Diaz swallows his pride and returns to the only people who can assist him in navigating the system: The owner of an Italian construction company who pays off the books for cheap day labor. This is an interesting confrontational scene between a generation raised on It’s A Wonderful Life and one raised on MTV. The father who built the business believed that helping a man could make a difference and the son believed that ruling the man made the difference. It is an interesting scene from an analytical Post War viewpoint.
Diaz and his son, Justin, played by David Castro, hit the streets of Manhattan looking for employment. The film broadcasts the next scene when the Diaz men jump the Subway turn styles. The audience is waiting for them to get caught. The entire day they are traveling borough-to-borough, jumping turn styles, and eventually are caught, chased, ordered to stop, and run, finally making it to the subway before the train doors shut. In this chase the son falls and is injured. It is a small Christmas Miracle.
The day together brings out all the underlying issues that the son has been holding back. He is hungry, angry, lonely and tired. They should have halted and spent a dollar and bought a Hot Dog and instead we see John Leguizamo digging through a garbage dumpster looking for food for his son. It was gratuitous in its depiction of poverty and need.

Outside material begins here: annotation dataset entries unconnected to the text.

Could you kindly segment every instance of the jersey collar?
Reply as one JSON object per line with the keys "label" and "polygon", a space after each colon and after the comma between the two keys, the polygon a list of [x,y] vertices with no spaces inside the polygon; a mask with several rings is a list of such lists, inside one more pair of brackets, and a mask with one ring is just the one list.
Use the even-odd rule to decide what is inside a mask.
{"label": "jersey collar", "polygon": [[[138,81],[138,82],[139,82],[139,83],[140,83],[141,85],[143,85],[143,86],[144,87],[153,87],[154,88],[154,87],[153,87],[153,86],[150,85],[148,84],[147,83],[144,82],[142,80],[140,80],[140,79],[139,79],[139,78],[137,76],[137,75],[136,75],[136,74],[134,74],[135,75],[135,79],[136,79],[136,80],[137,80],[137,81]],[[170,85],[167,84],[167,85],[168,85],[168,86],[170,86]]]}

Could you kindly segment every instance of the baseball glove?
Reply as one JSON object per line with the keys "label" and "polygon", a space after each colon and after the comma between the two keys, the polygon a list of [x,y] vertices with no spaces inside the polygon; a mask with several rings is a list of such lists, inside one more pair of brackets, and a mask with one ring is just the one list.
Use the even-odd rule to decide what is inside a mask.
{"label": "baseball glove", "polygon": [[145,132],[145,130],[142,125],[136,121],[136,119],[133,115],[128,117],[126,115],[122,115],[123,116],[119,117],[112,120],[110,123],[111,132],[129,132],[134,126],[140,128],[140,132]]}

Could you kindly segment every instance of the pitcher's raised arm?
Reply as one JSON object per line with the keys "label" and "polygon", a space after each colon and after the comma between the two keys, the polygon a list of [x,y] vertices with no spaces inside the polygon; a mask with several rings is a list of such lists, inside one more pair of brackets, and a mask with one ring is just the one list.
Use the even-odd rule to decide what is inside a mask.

There are lighthearted moments in the film that could make even the most jaded laugh. Child actor Samantha Rose steals the family scene at the dinner table when the Con Ed get cut off and to ward off the evil of darkness the family begins to play a game. It is a very cute and a real moment.
There are some authenticity issues surrounding the weather that are present. The inclement weather throughout the film acts as an obstacle and is intended to create an anxiety building moment. The actors are quick to verbalize how cold it is and yet one could not see their breath escaping as they walked on the street. There was a downpour, in the very cold, with no evidence of ice or other slushy mixture of snowy mess that usually hits New York about that time of year. The only thing missing from the weather obstacle was a Nor’easter, there was a drenching monsoon rain and within six hours, and this is possible, it was snowing quite heavily.
Where God Left His Shoes is not It’s A Wonderful Life. Clarence does not show up with a yuletide gathering to present the Christmas miracle. It is a real glimpse at the gritty world of reality for Vets returning to a country that cannot distinguish support for the troops and support for policy. It does not have a happy-ending or even a conclusion, at least one that the audience is invited to witness.
The audience is left to create his or her own hopeful ending. The film does leave the viewer with all the elements present for the possibility that this family will get their break . . . sometime. It doesn’t end with a holiday miracle but with holiday hope and a family, still intact, clinging to each other for life, defending each other, hoping in each other, loving each other.
Where God Left his Shoes is available on DVD.